# java & download

## bukazoid

hi aLL

как известно при установке 

dev-java/sun-jdk-** 

пакет просит вручную вытянуть *.bin с сайта sun и закинуть в portage/distfiles

вопрос: 

как зделать чтобы закачка происходила автоматом ?

P.S. кроме написания собственного ebuild  :Smile: 

----------

## hermes_jr

Кроме написания собственного ebuild - никак...

Ещё есть dev-java/blackdown-jdk как вариант

----------

## bukazoid

 *hermes_jr wrote:*   

> Кроме написания собственного ebuild - никак...
> 
> 

 

может готовый есть у кого ?

----------

## bobr[x3]

Вообще-то это ограничение неспроста. Sun запрещает выкачивать этот файл в автоматическом режиме, а также распространять в дистрибутивах. А зачем тебе вообще понадобилось это делать автоматически?

----------

## bukazoid

 *bobr[x3] wrote:*   

>  А зачем тебе вообще понадобилось это делать автоматически?

 

а зачем вообще автоматизация нужна ?  :Smile: 

-

update ночью запускаю ... а тут опа java обновилась ....

и утром как макака болжен лезьть на их сайт 

только для того чтобы жмакнуть "accept"

может все сырци так вытаскивать ....  :Smile: 

-

или sdk может автоматом само себя обновлять ?

----------

## hermes_jr

А ебилд каждый раз после обновления тебя переписывать/искать не обламывает? Вот чесслово странные у тебя вопросы.

[edit]: и всётки ставь blackdown

----------

## bobr[x3]

bukazoid, ты меня поражаешь. Надеюсь, что ты такие вещи говоришь просто из-за неосведомленности. Попробую тебя просветить в меру своего разумения.

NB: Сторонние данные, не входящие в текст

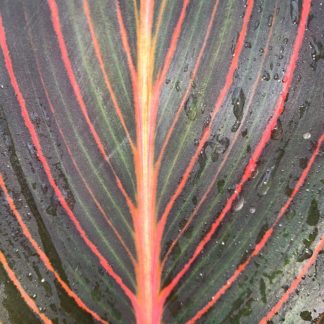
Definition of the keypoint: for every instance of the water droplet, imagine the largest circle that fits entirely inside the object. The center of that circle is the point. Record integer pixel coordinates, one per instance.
(307, 136)
(265, 183)
(178, 86)
(277, 132)
(239, 204)
(220, 146)
(306, 254)
(295, 9)
(238, 101)
(247, 45)
(313, 213)
(306, 316)
(276, 76)
(191, 107)
(265, 76)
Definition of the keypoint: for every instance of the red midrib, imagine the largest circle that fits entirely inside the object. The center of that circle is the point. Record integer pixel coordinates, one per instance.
(148, 264)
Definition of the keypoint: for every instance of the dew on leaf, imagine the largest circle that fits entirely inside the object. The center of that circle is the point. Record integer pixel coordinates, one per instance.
(238, 101)
(277, 132)
(307, 136)
(265, 183)
(304, 255)
(313, 214)
(178, 86)
(239, 204)
(306, 316)
(247, 45)
(191, 107)
(295, 9)
(266, 76)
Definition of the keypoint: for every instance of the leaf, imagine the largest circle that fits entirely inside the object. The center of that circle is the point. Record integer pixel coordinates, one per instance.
(161, 161)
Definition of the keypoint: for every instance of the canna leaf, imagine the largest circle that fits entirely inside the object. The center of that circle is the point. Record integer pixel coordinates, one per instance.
(161, 161)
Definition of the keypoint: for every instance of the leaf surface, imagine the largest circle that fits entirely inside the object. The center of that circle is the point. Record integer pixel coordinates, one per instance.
(161, 161)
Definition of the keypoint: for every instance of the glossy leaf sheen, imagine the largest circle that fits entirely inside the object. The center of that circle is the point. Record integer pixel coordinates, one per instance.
(161, 161)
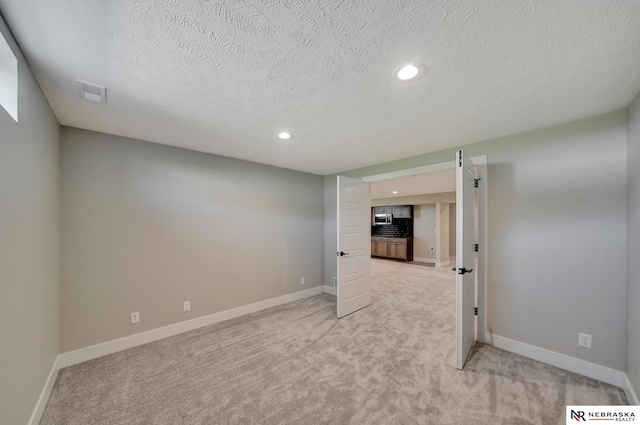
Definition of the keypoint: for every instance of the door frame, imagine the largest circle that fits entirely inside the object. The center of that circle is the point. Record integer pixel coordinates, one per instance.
(481, 162)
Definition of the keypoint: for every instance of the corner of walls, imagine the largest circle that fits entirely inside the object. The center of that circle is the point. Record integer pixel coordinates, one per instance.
(29, 249)
(330, 236)
(633, 247)
(161, 225)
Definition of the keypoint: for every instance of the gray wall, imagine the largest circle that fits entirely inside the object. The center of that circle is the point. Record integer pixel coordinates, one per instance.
(556, 235)
(424, 236)
(146, 227)
(633, 239)
(29, 246)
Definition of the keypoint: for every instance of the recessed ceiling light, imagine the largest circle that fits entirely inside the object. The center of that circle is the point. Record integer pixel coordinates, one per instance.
(408, 71)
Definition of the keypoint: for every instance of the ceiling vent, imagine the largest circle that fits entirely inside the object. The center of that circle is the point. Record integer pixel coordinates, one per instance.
(92, 92)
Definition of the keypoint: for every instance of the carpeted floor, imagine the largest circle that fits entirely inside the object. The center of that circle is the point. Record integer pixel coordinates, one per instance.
(390, 363)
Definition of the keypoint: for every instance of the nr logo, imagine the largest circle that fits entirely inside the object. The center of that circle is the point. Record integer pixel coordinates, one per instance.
(577, 415)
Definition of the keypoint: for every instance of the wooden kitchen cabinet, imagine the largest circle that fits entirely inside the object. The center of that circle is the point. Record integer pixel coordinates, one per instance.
(383, 210)
(395, 248)
(379, 247)
(400, 248)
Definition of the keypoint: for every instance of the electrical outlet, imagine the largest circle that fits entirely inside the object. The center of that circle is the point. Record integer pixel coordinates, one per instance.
(584, 340)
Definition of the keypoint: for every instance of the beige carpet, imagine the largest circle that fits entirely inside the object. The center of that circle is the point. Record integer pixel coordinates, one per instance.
(390, 363)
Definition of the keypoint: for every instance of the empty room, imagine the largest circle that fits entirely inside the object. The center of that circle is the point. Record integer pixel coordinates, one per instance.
(188, 211)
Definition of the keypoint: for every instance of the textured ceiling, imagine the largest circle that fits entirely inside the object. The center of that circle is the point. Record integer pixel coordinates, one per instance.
(226, 76)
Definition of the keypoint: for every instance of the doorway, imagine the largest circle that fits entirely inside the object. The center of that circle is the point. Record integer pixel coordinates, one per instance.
(481, 237)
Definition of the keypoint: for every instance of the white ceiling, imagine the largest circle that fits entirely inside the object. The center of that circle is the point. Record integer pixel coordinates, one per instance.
(437, 182)
(226, 76)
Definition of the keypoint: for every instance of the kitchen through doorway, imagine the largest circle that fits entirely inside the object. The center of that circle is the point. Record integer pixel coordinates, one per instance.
(430, 191)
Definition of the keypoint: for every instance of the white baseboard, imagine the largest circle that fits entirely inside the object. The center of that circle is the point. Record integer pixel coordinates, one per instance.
(572, 364)
(36, 416)
(330, 290)
(109, 347)
(632, 397)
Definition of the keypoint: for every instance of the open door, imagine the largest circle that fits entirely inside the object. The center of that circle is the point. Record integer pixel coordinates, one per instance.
(465, 257)
(354, 245)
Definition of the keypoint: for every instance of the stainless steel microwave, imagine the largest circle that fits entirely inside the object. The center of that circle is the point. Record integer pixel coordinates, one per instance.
(380, 219)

Причины, по которым сложилась особая ситуация с sun-j2sdk:

1) Java (а конкретно sun-j2sdk) - это opensource free (as beer) software. Но это не значит, что распространяется оно вообще без ораничений. Sun требует, чтобы ты жмахнул эту самую кнопочку accept на их сайте. Подкрепляется это требование тем, что тебе выдается одноразовый! url для скачивания.

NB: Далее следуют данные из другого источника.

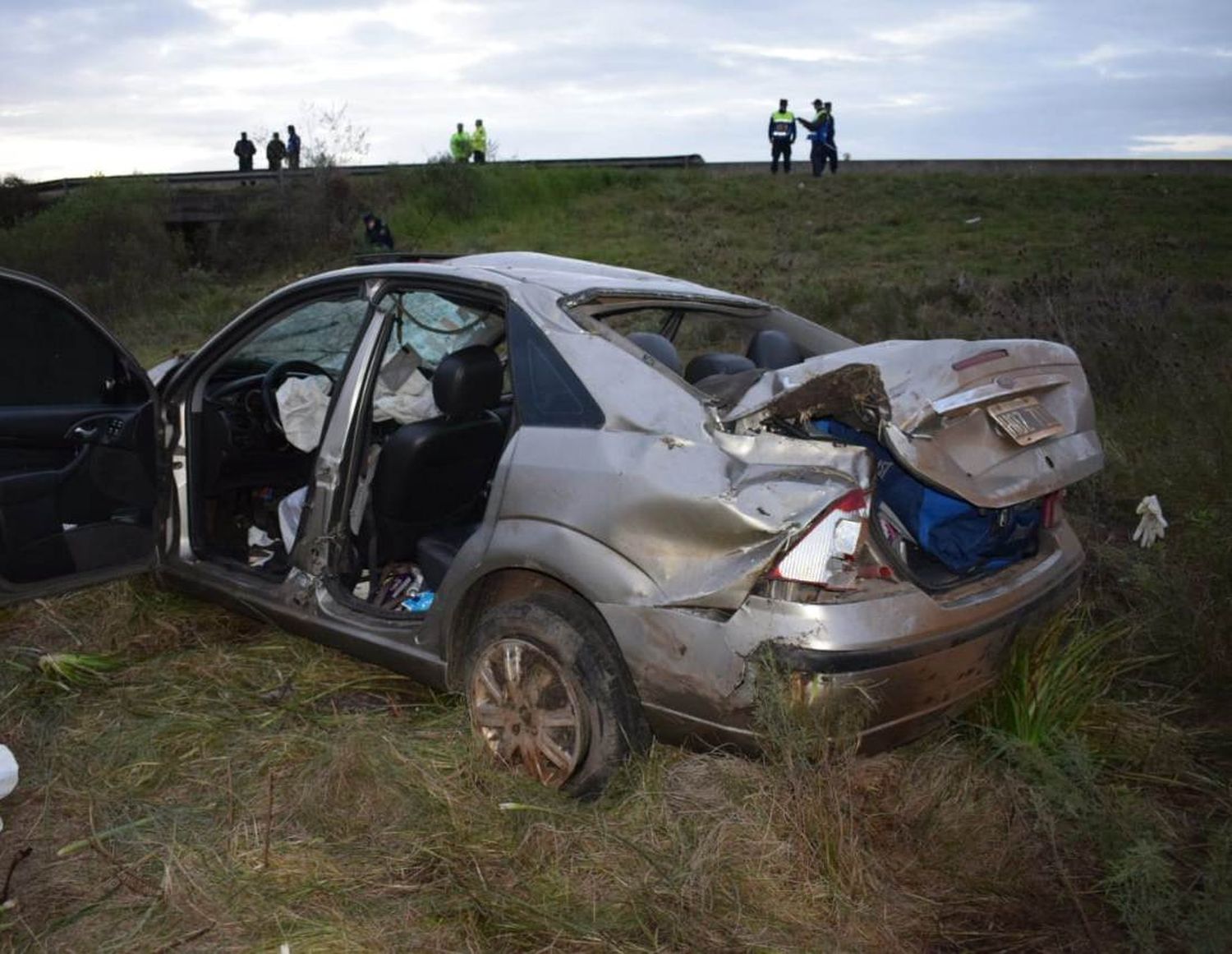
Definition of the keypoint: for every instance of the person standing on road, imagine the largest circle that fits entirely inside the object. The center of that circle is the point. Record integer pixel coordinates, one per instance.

2) Gentoo (а конкретно portage) - это opensource free (as freedom) software. Но это не значит, что разработчики gentoo - пираты, которым плевать на лицензионные ограничения. Подкрепляется это возможностью реализовать те самые ограничения а ebuild'ах при этом сохраняя возможность использования портэжей.

Варианты дальнейших действий:

1) Если ты согласен с ограничениями Sun и хочешь просто "автоматизировать свое согласие", то вынужден тебя расстроить. Это сделать не полусится из-за одноразовости url'а. Остается только смириться.

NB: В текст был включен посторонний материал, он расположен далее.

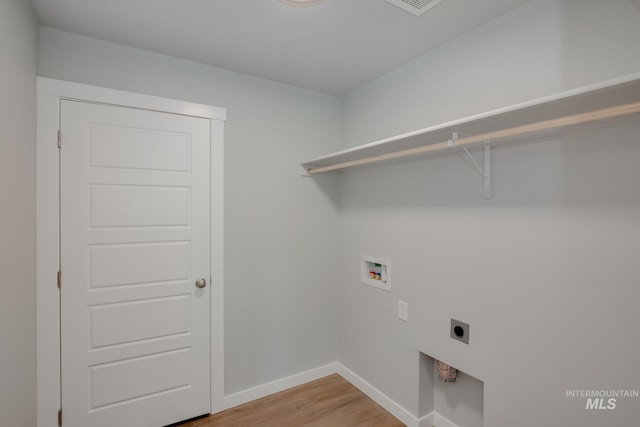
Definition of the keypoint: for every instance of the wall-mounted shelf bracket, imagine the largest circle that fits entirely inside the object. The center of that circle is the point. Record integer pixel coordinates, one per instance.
(484, 172)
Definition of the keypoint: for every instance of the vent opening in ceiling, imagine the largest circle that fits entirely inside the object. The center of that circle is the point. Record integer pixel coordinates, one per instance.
(417, 7)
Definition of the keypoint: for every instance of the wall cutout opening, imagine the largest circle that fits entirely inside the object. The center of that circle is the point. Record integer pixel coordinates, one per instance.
(449, 404)
(376, 272)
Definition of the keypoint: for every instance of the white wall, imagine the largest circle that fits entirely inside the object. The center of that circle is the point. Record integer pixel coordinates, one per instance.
(281, 230)
(18, 47)
(547, 271)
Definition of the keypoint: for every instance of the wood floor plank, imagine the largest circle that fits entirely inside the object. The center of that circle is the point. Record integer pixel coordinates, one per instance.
(328, 402)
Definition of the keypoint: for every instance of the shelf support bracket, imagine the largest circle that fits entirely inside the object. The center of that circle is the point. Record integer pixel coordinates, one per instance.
(484, 172)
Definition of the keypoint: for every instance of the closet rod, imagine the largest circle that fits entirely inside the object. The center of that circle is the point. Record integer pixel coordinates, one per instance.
(523, 130)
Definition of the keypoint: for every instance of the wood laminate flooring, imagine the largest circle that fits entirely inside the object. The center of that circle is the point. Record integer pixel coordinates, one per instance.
(327, 402)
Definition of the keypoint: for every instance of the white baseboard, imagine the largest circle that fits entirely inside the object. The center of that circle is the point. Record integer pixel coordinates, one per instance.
(440, 421)
(277, 386)
(431, 420)
(380, 398)
(427, 420)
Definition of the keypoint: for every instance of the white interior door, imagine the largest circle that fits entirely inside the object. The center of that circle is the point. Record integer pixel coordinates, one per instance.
(135, 237)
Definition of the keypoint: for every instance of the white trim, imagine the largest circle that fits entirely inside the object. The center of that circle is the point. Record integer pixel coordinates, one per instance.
(277, 386)
(433, 419)
(48, 262)
(49, 94)
(380, 398)
(427, 420)
(217, 265)
(82, 92)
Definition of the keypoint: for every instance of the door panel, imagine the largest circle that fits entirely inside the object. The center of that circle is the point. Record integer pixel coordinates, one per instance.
(135, 236)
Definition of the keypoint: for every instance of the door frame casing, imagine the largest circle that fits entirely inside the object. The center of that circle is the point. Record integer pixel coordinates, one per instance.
(50, 93)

2) Если ты считаешь, что создатели portage просто вставляют тебе палки в колеса, а не плюют по твоему желанию на лицензии, то меняй дистр. В ASPLinux Sun'овская JDK входит, уж им-то, позорникам, точно плевать на все.

3) Если ты считаешь, что Sun - жлобы, и что они должны тебе давать все на твоих условиях, то откажись от Sun JDK и переходи на Blackdown JDK. А еще лучше откажись от jav'ы, ведь это жлобская контора Sun вкладывает средства в ее разритие.

4) Если ты не согласен со мной, то продолжай спорить.

----------

## bukazoid

 *bobr[x3] wrote:*   

> bukazoid, ты меня поражаешь. Надеюсь, что ты такие вещи говоришь просто из-за неосведомленности. Попробую тебя просветить в меру своего разумения.
> 
> Причины, по которым сложилась особая ситуация с sun-j2sdk:
> 
> 1) Java (а конкретно sun-j2sdk) - это opensource free (as beer) software. Но это не значит, что распространяется оно вообще без ораничений. Sun требует, чтобы ты жмахнул эту самую кнопочку accept на их сайте. Подкрепляется это требование тем, что тебе выдается одноразовый! url для скачивания.
> ...

 

если МОЙ скрипт на моей машине ночью жмакнет эту самую кнопку (я ему полностью доверяю, и позволяю действовать от своего имени) 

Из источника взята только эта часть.